Bash turns from the artist to address the tall guy, who has to be almost seven feet. He’s massive. “We’re going to stay and enjoy the festival.”
The giant clamps a beefy hand on Bash’s shoulder, his face folding into a scowl. “You would’ve bought a festival bracelet. I don’t see you wearing one, so you need to leave.”
Tension grips me when Bash grabs the guy’s massive hand and yanks his grip away from his shoulder. The next thing I know, he has the big guy’s arm twisted behind his back. “I’ll leave when I’m ready to leave,” he says in a hard voice.
“Wait!” I touch Bash’s arm, pulling him back. Something about the giant’s face had snagged my attention. Taking off my sunglasses, I step around his huge body to stare into his face. No facial hair whatsoever. My God, he’s young! Like twelve-years-old, young. Apparently, this kid happens to reside in a body that can crush a car.
“What’s your name?” I say to the hulking boy, holding my hand out.
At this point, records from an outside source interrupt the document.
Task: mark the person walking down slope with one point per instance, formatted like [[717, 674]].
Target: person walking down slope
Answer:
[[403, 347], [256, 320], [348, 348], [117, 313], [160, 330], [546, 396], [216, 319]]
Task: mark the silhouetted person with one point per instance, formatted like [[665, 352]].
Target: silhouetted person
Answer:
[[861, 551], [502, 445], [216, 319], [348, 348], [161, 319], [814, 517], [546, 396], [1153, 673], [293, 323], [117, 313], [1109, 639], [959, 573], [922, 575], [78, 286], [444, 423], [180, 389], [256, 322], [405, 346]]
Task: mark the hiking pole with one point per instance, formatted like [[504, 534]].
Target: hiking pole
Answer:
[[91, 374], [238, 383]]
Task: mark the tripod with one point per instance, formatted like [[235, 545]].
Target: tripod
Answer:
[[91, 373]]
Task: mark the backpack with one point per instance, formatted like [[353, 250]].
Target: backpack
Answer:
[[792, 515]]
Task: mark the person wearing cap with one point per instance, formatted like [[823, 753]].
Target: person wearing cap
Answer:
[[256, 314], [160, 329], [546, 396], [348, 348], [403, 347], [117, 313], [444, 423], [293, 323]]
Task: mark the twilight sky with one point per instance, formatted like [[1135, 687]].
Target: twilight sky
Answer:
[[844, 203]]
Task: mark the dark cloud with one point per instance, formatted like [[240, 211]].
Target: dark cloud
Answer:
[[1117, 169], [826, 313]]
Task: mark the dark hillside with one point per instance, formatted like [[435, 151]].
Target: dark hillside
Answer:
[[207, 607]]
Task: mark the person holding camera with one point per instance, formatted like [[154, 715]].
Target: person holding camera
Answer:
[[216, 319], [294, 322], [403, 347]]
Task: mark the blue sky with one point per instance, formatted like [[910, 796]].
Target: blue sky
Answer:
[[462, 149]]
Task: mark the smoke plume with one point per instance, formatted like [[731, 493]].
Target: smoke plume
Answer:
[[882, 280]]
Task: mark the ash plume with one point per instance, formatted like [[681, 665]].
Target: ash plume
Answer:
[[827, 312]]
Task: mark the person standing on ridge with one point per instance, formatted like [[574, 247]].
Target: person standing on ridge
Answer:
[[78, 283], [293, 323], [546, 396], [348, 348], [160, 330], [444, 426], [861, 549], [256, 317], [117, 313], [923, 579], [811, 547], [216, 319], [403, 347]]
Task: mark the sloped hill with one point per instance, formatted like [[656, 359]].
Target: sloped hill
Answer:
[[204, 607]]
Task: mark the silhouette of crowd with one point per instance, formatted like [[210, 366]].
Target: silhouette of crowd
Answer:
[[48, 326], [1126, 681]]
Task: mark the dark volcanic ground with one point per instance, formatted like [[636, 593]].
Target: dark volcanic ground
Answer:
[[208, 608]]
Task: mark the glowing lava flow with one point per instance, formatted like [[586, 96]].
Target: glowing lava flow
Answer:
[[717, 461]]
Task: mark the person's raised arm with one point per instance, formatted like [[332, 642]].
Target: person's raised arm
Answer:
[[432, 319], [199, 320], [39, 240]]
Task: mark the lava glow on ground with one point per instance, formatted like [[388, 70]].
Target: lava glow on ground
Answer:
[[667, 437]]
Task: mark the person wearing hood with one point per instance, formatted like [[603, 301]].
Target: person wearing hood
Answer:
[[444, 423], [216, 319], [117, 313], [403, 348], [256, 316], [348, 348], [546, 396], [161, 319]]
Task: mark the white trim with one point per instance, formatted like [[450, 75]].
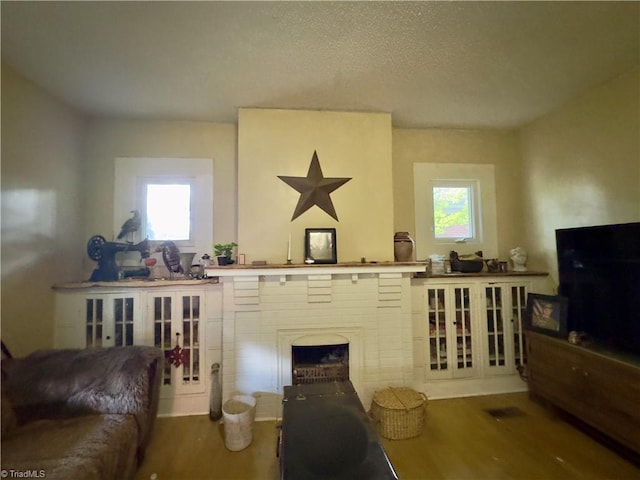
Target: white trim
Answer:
[[423, 176], [128, 171]]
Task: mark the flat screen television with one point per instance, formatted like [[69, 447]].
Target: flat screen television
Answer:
[[599, 273]]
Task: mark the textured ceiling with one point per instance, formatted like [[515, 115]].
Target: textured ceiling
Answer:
[[453, 64]]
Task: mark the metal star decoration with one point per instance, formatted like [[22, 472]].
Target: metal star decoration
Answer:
[[314, 189]]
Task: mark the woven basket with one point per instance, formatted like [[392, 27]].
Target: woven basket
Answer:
[[399, 412]]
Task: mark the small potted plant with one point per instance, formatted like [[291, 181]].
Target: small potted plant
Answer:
[[223, 252]]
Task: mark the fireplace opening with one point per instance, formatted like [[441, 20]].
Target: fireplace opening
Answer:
[[319, 363]]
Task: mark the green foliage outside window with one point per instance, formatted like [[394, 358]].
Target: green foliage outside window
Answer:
[[451, 212]]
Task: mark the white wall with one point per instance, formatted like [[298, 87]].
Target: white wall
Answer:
[[581, 166], [109, 139], [352, 145], [42, 208]]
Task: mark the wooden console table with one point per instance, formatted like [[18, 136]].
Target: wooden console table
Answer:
[[600, 388]]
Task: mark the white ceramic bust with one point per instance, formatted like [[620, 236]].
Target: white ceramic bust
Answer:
[[519, 259]]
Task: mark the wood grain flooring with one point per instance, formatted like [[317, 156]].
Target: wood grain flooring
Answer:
[[461, 440]]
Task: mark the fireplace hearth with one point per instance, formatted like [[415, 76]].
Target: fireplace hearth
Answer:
[[319, 363]]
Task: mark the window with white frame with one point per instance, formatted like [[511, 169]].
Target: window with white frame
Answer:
[[454, 209], [166, 205], [174, 198]]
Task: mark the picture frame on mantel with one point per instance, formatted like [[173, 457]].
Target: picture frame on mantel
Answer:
[[320, 245], [547, 314]]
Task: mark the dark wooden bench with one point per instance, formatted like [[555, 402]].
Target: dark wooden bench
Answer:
[[326, 433]]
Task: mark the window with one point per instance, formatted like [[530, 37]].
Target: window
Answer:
[[174, 197], [166, 211], [454, 209]]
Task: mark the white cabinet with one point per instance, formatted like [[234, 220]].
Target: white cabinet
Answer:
[[503, 309], [98, 319], [183, 318], [467, 332], [175, 318], [451, 338]]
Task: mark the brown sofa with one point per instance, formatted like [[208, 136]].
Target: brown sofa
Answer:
[[79, 414]]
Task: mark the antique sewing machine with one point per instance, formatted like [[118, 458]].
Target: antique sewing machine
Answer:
[[105, 252]]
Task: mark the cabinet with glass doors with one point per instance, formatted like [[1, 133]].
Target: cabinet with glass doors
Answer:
[[450, 337], [177, 323], [503, 310]]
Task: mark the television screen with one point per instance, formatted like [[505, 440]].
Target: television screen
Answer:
[[599, 273]]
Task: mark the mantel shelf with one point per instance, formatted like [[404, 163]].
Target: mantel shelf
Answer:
[[322, 269]]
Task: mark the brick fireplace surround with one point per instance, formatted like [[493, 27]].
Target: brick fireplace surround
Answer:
[[267, 310]]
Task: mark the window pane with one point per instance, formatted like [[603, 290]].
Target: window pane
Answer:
[[452, 212], [168, 212]]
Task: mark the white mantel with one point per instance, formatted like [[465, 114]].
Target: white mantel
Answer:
[[320, 269], [268, 308]]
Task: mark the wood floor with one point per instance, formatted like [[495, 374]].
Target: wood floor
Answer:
[[460, 441]]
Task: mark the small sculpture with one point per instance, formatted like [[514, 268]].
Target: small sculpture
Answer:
[[519, 259], [130, 226]]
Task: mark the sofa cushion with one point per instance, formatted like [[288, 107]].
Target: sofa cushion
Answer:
[[91, 446]]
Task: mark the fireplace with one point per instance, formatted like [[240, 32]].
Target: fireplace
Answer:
[[320, 355], [319, 363], [268, 311]]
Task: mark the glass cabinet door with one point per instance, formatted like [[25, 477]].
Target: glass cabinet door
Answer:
[[464, 351], [495, 327], [518, 312], [177, 331], [109, 320], [436, 310], [451, 340]]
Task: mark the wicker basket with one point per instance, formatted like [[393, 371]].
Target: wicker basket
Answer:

He shoots Bash a dirty look, but when he looks back at me, pink floods his cheeks, even as he folds his oversized hand around mine. “I’m Howie.”
I can barely get my fingers to touch either side of his wide palm to shake it. “Hey Howie. My name is T.A. Lone, but you can just call me T.”
“Hey, T.” When Howie nods while continuing to hold my hand, I smile and gesture to the empty easel. “Can you help us find your brother?”